ÓRGANO OFICIAL DEL COMITÉ CENTRAL DEL PARTIDO COMUNISTA DE CUBA
Portada de El Rojo y el Negro, de Stendhal. Foto: Madeleine Sautié Rodríguez

No habría podido comprender la lectura de El Rojo y el Negro, una de las obras cumbre del realismo crítico francés que legara al catálogo universal Henri Beyle –conocido en el mundo letrado como Stendhal– cuando hurgando en el librero de la casa encontré aquellos dos tomos publicados por Arte y Literatura (colección Huracán), que alguien había  leído y después guardado en espera de su próximo lector.

Ya había prendido en la estudiante de secundaria el gusto por la zambullida en historias de papel, pero todavía la acechaba el temor de las primicias, cuando demasiadas páginas nos hacían cambiar de parecer y dejarlas para otra ocasión. No obstante, un dulcísimo anzuelo –los exergos, para ser más claros– pescaron la atención de la iniciada y repasaron, una por una, las respectivas primeras páginas de sus 75 capítulos, donde ellos avisaban las esencias  de una novela fotográfica que le daría, algunos años después, la pintura de la primera mitad del siglo xix francés.

A la lectura total le llegó el día. Para entonces también flotaba en el pensamiento la cómoda estructura elegida por Stendhal para contar la historia, inspirada en Antoine Berther, un joven campesino al que victimizará la sociedad burguesa que quiso conquistar y por lo cual será inculpado.  Convertido ya en Julián Sorel, saldrá a la palestra literaria el condenado de marras, ahora en la piel de un personaje típico, en circunstancias y caracteres típicos, propios del realismo, tal como Engels definiera el fenómeno estético.   

Como suele suceder cuando antes de llegar al libro, la obra nos toca desde una película u otra propuesta, los personajes de El Rojo y el Negro se me antojaban con los rostros que adquirieron desde una telenovela cubana –entonces sucedió con otros títulos como El Tábano (Ethel L. Voynict); Rosas a crédito (Elsa Triolet); Ramona (Helen Hunt Jackson)…–, sin embargo, pronto la trama, que exacerba el afán de engullirla, les da identidad propia desde la exquisitez de la escritura, mientras otra vez vuelve el lector a la sabida máxima de que el libro es siempre insuperable.

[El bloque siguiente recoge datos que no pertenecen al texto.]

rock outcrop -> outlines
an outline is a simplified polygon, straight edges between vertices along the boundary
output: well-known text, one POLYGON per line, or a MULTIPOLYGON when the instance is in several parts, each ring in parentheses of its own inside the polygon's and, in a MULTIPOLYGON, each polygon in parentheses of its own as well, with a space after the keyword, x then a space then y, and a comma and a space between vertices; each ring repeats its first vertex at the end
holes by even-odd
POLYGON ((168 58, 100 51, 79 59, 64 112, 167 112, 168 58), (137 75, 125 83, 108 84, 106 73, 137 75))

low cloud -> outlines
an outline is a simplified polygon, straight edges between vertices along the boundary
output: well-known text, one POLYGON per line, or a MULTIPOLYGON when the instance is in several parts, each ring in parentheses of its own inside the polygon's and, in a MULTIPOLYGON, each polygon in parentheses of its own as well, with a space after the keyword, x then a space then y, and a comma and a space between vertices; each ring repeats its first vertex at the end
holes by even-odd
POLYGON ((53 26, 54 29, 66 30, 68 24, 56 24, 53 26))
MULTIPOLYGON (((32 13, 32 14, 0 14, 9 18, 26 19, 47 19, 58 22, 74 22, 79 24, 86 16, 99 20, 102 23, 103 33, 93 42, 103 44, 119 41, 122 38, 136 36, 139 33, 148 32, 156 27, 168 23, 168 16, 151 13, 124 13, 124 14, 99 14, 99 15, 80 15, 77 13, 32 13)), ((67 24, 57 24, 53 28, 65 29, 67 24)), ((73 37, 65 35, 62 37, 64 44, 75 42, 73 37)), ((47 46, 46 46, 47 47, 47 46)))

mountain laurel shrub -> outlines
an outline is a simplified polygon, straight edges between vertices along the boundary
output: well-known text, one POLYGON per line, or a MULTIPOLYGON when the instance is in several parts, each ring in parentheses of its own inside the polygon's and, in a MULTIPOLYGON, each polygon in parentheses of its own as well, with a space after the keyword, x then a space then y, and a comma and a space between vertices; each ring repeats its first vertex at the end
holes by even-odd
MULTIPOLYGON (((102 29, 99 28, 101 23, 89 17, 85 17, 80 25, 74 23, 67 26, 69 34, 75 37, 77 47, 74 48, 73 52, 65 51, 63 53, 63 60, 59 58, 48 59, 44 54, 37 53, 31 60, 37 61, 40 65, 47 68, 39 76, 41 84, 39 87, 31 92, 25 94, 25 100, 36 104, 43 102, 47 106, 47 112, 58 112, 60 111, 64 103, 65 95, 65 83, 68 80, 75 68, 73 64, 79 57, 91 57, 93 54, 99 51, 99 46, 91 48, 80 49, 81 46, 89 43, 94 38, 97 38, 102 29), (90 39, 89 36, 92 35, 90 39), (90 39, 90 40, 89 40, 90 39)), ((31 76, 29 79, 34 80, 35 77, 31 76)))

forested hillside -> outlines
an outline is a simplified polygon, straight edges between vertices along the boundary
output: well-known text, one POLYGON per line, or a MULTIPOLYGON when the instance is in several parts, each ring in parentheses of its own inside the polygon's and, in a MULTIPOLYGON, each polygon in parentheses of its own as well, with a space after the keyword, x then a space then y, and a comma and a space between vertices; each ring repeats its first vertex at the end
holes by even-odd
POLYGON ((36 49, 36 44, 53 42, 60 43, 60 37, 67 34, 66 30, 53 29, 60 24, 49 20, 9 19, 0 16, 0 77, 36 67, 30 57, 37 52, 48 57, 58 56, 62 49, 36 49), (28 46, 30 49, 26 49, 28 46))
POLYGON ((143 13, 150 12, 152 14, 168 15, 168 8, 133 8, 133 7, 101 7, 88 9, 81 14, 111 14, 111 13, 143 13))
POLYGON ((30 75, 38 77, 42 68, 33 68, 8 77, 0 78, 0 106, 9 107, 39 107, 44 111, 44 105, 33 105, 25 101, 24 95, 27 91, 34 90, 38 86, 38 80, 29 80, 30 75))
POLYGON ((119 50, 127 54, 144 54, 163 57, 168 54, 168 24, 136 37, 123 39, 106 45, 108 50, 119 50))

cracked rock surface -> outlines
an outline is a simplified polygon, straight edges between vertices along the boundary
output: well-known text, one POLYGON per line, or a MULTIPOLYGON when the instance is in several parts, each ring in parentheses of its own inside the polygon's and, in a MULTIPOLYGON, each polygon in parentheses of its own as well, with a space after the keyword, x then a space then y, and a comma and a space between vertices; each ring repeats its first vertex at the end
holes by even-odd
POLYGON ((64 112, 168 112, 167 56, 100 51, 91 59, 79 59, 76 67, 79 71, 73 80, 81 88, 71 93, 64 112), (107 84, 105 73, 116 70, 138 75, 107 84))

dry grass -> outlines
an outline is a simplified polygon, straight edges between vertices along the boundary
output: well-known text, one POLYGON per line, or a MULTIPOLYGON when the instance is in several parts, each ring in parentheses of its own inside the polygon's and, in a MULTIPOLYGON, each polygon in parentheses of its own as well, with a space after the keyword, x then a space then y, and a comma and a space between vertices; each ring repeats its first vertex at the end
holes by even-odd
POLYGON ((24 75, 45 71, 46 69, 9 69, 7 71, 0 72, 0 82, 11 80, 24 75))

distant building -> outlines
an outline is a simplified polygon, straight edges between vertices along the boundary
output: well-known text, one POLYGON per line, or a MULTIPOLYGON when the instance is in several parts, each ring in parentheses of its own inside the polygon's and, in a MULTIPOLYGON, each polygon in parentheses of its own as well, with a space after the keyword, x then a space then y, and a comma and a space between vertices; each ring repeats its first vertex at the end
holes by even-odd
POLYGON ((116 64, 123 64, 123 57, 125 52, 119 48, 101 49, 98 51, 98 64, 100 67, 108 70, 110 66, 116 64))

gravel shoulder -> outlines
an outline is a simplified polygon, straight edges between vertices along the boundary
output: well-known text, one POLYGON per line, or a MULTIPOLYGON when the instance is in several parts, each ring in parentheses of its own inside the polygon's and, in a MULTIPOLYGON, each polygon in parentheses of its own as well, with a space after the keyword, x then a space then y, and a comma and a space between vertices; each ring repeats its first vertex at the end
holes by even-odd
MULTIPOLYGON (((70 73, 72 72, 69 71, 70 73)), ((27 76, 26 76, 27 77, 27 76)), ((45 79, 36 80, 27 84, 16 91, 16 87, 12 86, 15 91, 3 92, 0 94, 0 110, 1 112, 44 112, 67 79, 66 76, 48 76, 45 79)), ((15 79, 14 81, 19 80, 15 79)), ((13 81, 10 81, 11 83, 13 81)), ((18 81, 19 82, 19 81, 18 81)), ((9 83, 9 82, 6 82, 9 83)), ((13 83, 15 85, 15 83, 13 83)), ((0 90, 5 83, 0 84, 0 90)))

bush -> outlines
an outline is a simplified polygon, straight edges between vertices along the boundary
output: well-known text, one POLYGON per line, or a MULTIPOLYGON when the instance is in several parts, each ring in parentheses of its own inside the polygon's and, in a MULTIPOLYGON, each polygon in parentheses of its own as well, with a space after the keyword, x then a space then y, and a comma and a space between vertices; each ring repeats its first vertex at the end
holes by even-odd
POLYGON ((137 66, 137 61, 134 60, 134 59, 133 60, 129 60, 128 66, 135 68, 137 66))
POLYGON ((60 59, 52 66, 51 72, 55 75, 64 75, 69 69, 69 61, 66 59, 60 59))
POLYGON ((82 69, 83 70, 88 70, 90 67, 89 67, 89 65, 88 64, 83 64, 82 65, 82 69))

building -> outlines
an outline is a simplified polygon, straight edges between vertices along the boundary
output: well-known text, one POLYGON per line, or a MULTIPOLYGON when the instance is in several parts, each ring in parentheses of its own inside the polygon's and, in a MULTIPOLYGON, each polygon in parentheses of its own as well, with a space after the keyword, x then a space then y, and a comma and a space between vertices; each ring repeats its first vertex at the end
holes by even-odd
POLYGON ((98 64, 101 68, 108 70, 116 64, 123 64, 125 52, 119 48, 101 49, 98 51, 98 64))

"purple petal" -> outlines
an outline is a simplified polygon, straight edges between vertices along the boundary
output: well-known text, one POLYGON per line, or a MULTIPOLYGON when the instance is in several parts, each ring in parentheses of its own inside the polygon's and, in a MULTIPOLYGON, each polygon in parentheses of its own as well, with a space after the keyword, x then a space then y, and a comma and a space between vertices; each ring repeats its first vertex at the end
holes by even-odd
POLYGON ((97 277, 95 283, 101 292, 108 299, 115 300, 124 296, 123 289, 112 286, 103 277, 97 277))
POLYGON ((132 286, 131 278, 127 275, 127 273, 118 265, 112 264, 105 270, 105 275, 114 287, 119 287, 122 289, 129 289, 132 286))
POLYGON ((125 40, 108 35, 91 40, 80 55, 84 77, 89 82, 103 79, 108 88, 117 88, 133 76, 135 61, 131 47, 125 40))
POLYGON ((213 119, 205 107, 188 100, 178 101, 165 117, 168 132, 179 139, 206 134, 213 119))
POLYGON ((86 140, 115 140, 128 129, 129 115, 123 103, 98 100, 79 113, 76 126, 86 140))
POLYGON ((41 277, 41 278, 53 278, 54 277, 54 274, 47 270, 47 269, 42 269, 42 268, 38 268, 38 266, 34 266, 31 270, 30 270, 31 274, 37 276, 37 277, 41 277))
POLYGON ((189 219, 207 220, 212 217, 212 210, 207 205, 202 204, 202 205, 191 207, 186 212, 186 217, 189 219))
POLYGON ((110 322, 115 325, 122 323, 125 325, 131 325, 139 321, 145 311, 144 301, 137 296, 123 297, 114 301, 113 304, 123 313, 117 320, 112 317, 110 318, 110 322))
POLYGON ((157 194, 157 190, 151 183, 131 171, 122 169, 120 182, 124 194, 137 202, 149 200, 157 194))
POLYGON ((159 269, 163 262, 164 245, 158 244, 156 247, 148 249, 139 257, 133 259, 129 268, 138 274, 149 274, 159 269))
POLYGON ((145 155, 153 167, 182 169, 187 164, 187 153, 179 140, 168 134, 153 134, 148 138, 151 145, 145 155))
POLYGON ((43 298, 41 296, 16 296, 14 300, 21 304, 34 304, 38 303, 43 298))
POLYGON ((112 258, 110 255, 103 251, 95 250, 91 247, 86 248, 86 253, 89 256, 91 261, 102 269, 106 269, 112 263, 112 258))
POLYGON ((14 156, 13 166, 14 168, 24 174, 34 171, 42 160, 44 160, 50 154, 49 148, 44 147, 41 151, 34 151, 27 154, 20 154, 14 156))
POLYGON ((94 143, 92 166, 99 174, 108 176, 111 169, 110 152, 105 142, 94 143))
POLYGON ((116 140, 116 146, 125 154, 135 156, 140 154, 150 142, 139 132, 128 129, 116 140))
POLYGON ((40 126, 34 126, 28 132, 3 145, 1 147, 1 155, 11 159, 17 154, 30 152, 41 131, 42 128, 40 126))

Trazada con no pocos rasgos autobiográficos, de esos que aguijonean el sentido, la obra stendhaliana tiene como hilo conductor el amor que toca sus cimas hasta el frenesí para concluir en la muerte como símbolo de la irrealización de sus metas. Sucede con Sorel y se repetirá con Fabrizio –personaje principal de su otra obra maestra, La cartuja de Parma (1839), a propósito de la cual el propio Balzac expresara que el autor «es uno de los hombres superiores de nuestro tiempo».   

Con precisión de documentalista, Stendhal dejará ver que en la sociedad clasista solo el arma letal de la hipocresía puede ser usada para emprender el camino al triunfo sin que sea siquiera en todos los casos un tiro seguro. No al menos para quien ha nacido pobre, aunque los más osados en esta condición se aventuren a ejercerla para escalar posturas.

«¡Qué de elogios a la probidad! –rugía a media voz Julián–, ¡Cuánta mentira, cuánta hipocresía! No parece que la probidad sea la única virtud…! Y, sin embargo, ¡qué de consideraciones, qué de  respeto vil hacia un hombre que ha triplicado su fortuna desde que administra el caudal de los pobres!».
Censor implacable de la religión y admirador rotundo de Napoleón, Stendhal propone alegorías que dejan ver tras los balaustres del título la significación que le concede: en lo rojo está la convulsión de las batallas, el color de los uniformes militares…; en el negro, el poder oscuro del dogma; la lobreguez de los ambientes que hacen sucumbir a los osados,  el color de las sotanas, como uno de los rumbos para la «realización» personal.

No consigue el héroe estar a la altura de los triunfadores de la Restauración ni ser definitivamente el hipócrita que parecía: «Señores, no tengo el honor de pertenecer a vuestra clase; en mí veis a un campesino que se ha rebelado contra la humildad de su destino. (…) Ese es mi crimen…», dice Sorel en el juicio que sentenciará para él la guillotina.

Las dramáticas escenas finales, a la par de la conmoción, remarcan  en el lector la certeza de que se acaba de asistir a una de las grandes creaciones de la humanidad. Consciente de tal levante, Arte y Literatura reedita ahora, dentro de la colección Clásicos, esta obra que vio la luz en 1830 para el deleite de todos los lectores que en el mundo son, y los que habrán de convertirse.